Metadata-Version: 2.4
Name: argus-dpy
Version: 0.2.0
Summary: Operational Prometheus/OpenTelemetry metrics for discord.py bots, in one line.
License-Expression: AGPL-3.0-or-later
License-File: LICENSE
Keywords: discord,discord.py,metrics,observability,opentelemetry,prometheus
Classifier: Development Status :: 3 - Alpha
Classifier: Framework :: AsyncIO
Classifier: Intended Audience :: Developers
Classifier: License :: OSI Approved :: GNU Affero General Public License v3 or later (AGPLv3+)
Classifier: Operating System :: OS Independent
Classifier: Programming Language :: Python :: 3.10
Classifier: Programming Language :: Python :: 3.11
Classifier: Programming Language :: Python :: 3.12
Classifier: Programming Language :: Python :: 3.13
Classifier: Topic :: System :: Monitoring
Classifier: Typing :: Typed
Requires-Python: >=3.10
Requires-Dist: aiohttp<4,>=3.11
Requires-Dist: discord-py<3,>=2.4
Requires-Dist: prometheus-client>=0.20
Provides-Extra: clickhouse
Requires-Dist: clickhouse-connect[async]; extra == 'clickhouse'
Provides-Extra: otlp
Requires-Dist: opentelemetry-exporter-otlp-proto-grpc; extra == 'otlp'
Requires-Dist: opentelemetry-sdk; extra == 'otlp'
Description-Content-Type: text/markdown

# argus-dpy

**Operational Prometheus / OpenTelemetry metrics for [discord.py](https://github.com/Rapptz/discord.py) bots, in one line.**

```python
from discord.ext import commands
from argus import Argus

bot = commands.AutoShardedBot(command_prefix="!", intents=...)
Argus(bot)          # that's the whole integration
```

`Argus(bot)` instruments shard latency, interaction and command throughput and
outcomes, command duration, gateway throughput, and rate-limit pressure, then
serves a Prometheus `/metrics` endpoint **on the bot's own event loop** — no
extra process, no thread, no glue code. It ships Grafana dashboards and a
one-command compose stack, stays backend-agnostic at the core, and **never puts
a guild, user, or channel id on a metric label**.

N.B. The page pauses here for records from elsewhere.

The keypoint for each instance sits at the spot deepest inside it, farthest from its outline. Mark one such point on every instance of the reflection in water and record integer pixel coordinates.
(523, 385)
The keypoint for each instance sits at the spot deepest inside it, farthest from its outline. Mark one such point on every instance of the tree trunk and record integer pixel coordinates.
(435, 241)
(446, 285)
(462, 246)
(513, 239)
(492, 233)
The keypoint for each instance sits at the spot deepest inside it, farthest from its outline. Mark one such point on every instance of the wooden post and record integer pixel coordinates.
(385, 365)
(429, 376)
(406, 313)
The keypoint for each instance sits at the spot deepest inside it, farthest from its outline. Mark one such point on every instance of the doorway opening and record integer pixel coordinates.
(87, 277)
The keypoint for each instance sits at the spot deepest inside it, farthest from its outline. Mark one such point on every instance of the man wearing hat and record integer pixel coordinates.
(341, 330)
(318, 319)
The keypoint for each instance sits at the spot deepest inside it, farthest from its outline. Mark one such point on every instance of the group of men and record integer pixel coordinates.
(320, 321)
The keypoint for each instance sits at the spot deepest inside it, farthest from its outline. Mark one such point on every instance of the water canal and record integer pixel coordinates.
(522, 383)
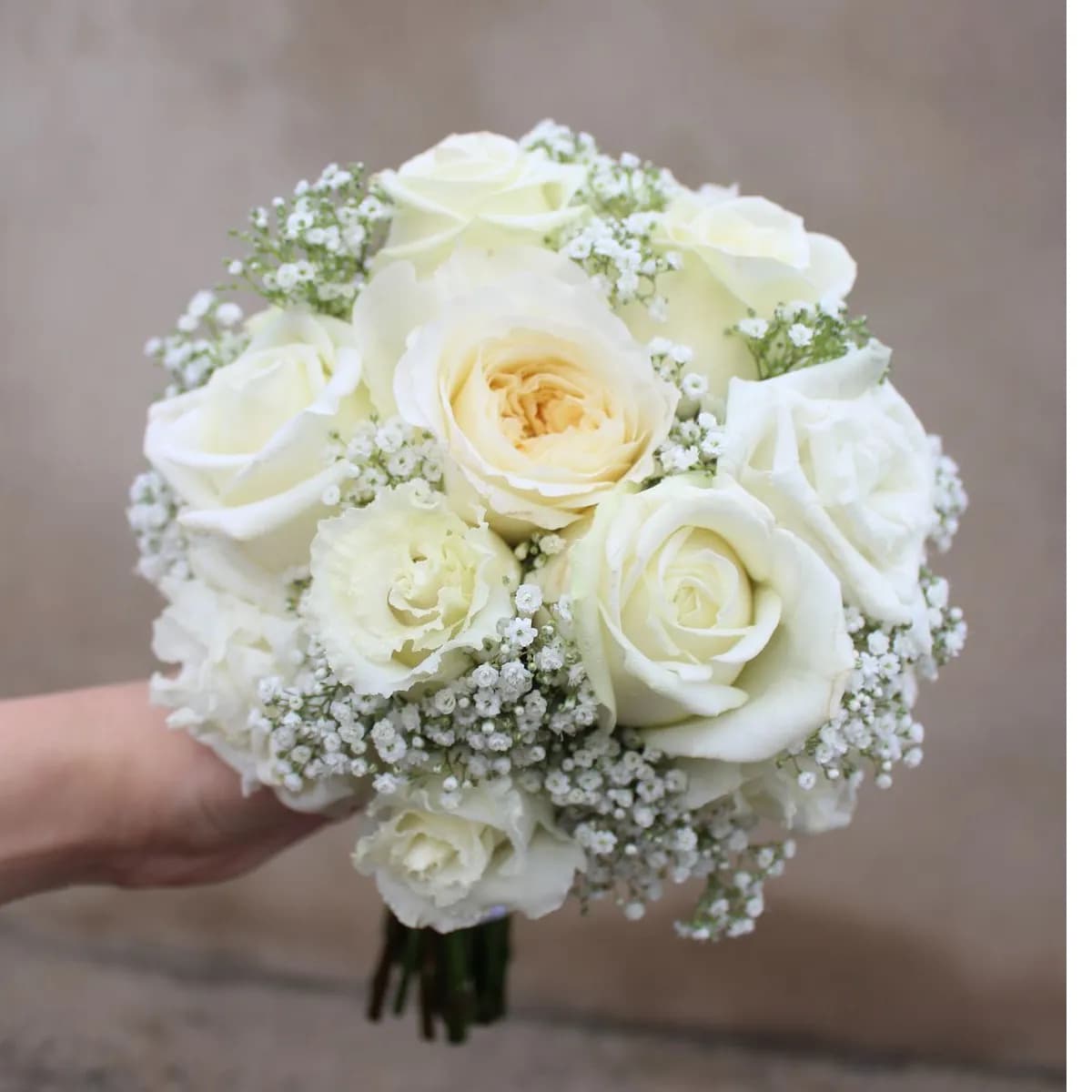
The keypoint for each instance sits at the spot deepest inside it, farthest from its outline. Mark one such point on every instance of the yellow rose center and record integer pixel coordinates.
(541, 398)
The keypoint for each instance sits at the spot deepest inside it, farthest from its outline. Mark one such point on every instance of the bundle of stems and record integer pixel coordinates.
(459, 977)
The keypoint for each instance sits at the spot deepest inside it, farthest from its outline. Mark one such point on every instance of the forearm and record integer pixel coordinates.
(63, 780)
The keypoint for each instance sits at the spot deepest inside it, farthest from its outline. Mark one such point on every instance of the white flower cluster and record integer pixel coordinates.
(152, 513)
(497, 718)
(949, 498)
(206, 338)
(379, 454)
(561, 594)
(801, 336)
(618, 255)
(734, 898)
(875, 729)
(615, 243)
(536, 551)
(316, 248)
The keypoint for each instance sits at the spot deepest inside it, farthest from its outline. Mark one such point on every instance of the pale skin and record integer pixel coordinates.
(94, 789)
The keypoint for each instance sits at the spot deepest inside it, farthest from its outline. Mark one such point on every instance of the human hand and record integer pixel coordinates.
(96, 789)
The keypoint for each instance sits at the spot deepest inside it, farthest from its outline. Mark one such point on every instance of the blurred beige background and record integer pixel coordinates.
(928, 136)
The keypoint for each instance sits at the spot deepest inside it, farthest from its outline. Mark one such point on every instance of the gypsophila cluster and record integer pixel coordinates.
(949, 498)
(153, 516)
(315, 250)
(800, 336)
(207, 337)
(875, 729)
(733, 898)
(525, 689)
(380, 454)
(535, 551)
(614, 243)
(620, 257)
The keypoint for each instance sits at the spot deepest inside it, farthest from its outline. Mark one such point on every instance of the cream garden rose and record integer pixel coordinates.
(476, 189)
(540, 397)
(842, 462)
(246, 451)
(702, 621)
(738, 254)
(450, 868)
(403, 589)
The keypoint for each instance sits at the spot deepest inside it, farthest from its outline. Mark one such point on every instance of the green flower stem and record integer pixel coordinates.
(460, 976)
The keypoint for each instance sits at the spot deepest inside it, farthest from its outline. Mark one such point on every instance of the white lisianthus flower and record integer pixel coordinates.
(842, 461)
(223, 645)
(773, 793)
(702, 621)
(448, 869)
(403, 589)
(738, 254)
(541, 399)
(246, 451)
(475, 189)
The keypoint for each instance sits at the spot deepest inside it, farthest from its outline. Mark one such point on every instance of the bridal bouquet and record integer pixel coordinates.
(556, 517)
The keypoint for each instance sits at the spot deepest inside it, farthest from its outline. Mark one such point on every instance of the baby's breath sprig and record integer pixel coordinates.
(614, 243)
(949, 498)
(625, 804)
(316, 249)
(800, 336)
(733, 898)
(533, 552)
(207, 337)
(381, 454)
(875, 729)
(153, 516)
(561, 143)
(693, 446)
(620, 256)
(525, 688)
(697, 440)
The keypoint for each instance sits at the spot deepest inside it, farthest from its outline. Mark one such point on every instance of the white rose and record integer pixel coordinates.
(841, 460)
(737, 252)
(223, 645)
(541, 398)
(476, 189)
(773, 793)
(403, 590)
(246, 451)
(498, 851)
(700, 620)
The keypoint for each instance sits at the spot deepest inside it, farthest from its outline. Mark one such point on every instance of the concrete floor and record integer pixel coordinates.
(167, 1019)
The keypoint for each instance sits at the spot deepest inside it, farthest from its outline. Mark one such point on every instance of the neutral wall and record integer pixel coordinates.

> Status: alpha. The metric surface is stable; OTLP push and the per-guild
> analytical sink are planned for 1.1.

---

## Install

```bash
pip install argus-dpy
```

Requires Python 3.10+ and `discord.py >= 2.4`.

## Use it

```python
Argus(bot)
```

Metrics are served at `http://0.0.0.0:9191/metrics` once the bot starts. That is
the entire required integration. You can also load it as a cog if you prefer:

```python
from argus import ArgusCog
await bot.add_cog(ArgusCog(bot))
```

## Built-in dashboard

`Argus(bot)` also serves a live web dashboard at `/` on the same port (a React
SPA bundled into the wheel, so no extra setup). Open `http://localhost:9191/`.
It reads metrics live (Server-Sent Events, with polling fallback) and has
sections for an overview, interactions, the gateway, your Grafana dashboards,
and per-guild analytics.

```python
Argus(
    bot,
    dashboard=True,                 # default; set False to disable
    dashboard_auth_token="secret",  # optional; gates the dashboard + APIs
    grafana_url="http://localhost:3000",  # optional; embeds your Grafana boards
)
```

> **Security:** with no token, the dashboard exposes the same operational data
> as `/metrics` does, to anyone who can reach the port. Set `dashboard_auth_token`
> (and put the bot behind a proxy or bind to localhost) for anything public. The
> per-guild analytics section is served only when `enable_per_guild` plus a
> `clickhouse_dsn` are set, and it fails closed without a token.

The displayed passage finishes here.